How many different `float_pt` values correspond to the numeric value $1$?

## IEEE 754

Real values are most often approximated as floating-point values in general purpose computing. 
The [IEEE Standard for Floating-Point Arithmetic (IEEE 754)](https://en.wikipedia.org/wiki/IEEE_754)
is the standard for floating-point arithmetic used in most modern CPUs intended for general purpose computing.
The primary architect of the original 1985 standard was the Canadian mathematician and computer scientist
[William Kahan](https://en.wikipedia.org/wiki/William_Kahan) who won the 1989 Turing Award for contributions to numerical analysis.

Java's `float` and `double` primitive types correspond to the single-precision floating-point format
[binary32](https://en.wikipedia.org/wiki/Single-precision_floating-point_format) 
and the double-precision floating-point format
[binary64](https://en.wikipedia.org/wiki/Double-precision_floating-point_format), respectively.
The details of these formats are beyond the scope of this notebook; interested readers are encouraged to follow
the links to learn more about these formats.
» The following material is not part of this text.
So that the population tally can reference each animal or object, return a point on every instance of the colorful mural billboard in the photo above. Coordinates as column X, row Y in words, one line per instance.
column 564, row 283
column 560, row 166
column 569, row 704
What is important to know is that every floating-point value in Java has the numeric value

$$\pm s \times 2^e$$

where the significand $s$ and the exponent $e$ are both integer values. The $2$ appears because computers
use base-2 or binary representation for values.

The base-2 representation means that many base-10 numbers cannot be represented exactly. For example, the Java statement:

```java
double x = 0.1;
```

produces a value of `x` that is not exactly equal to $0.1$ because $0.1$ cannot be expressed as $s \times 2^e$. The proof is by contradiction:

Assume that there are some integer values $s$ and $e$ such that

$$s \times 2^e = 0.1$$

is true. Because $s$ is an integer value, the value of the exponent $e$ must be negative and we can write:

$$s \times \frac{1}{2^{-e}} = 0.1$$

Multiplying both sides of the equality by $10 \times 2^{-e}$ yields:

$$10s = 2^{-e}$$

which is a contradiction because the prime factorization of the left-hand side must include a $5$ but the 
prime factorization of the right-hand side includes only $2$s. Therefore, $0.1$ has no exact representation of the
form $s \times 2^e$, and it must lie between two floating-point values.

The actual value of `x` is approximately $0.1 + 6\times 10^{-18}$ so the magnitude of the representation error
is very small, but the fact remains that `x` is not exactly equal to $0.1$.

**Exercise 18** Show that 0.3 cannot have an exact representation in IEEE 754.

**Exercise 19** Show that 0.5 can have an exact representation in IEEE 754.